Similarly, we should have redundant suppliers in supply and logistics chains. This could mean engaging factories in different countries that make some of the same parts, components, or finished products. Alternatively, a company could set up factories in locations that depend on different means of transport, thus mitigating possible obstacles created by problems including strikes, pandemics, and revolutions.
Another surprising factor in this crisis is the lack of pre-conceived action plans both from companies relying on a single supply chain and governments lacking scenario analyses that examine the causes and effects of a major disruption to production and transport. Governments around the world have responded at times in an uncoordinated matter, generally unable to present Plan B — perhaps because Plan A wasn’t really a plan of action.

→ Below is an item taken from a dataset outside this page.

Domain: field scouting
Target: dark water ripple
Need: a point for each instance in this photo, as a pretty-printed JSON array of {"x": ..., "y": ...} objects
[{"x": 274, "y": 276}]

Now is the time to determine how to create global fast-tracks within existing logistics chains so that, in the event of an emergency, vital supplies (such as masks, respirators and medicines) would continue to move quickly around the planet.
Consider if we had the equivalent of a Customs Trade Partnership Against Terrorism program in place to move goods between countries quickly, safely and predictably, as well as multiple distant and redundant suppliers of raw materials to spread around the eggs. How would that affect the current scenario?
Public and private entities should look at the pandemic as a unique opportunity to identify vulnerabilities in logistics and production chains and establish prevention protocols in the same way companies today manage their data.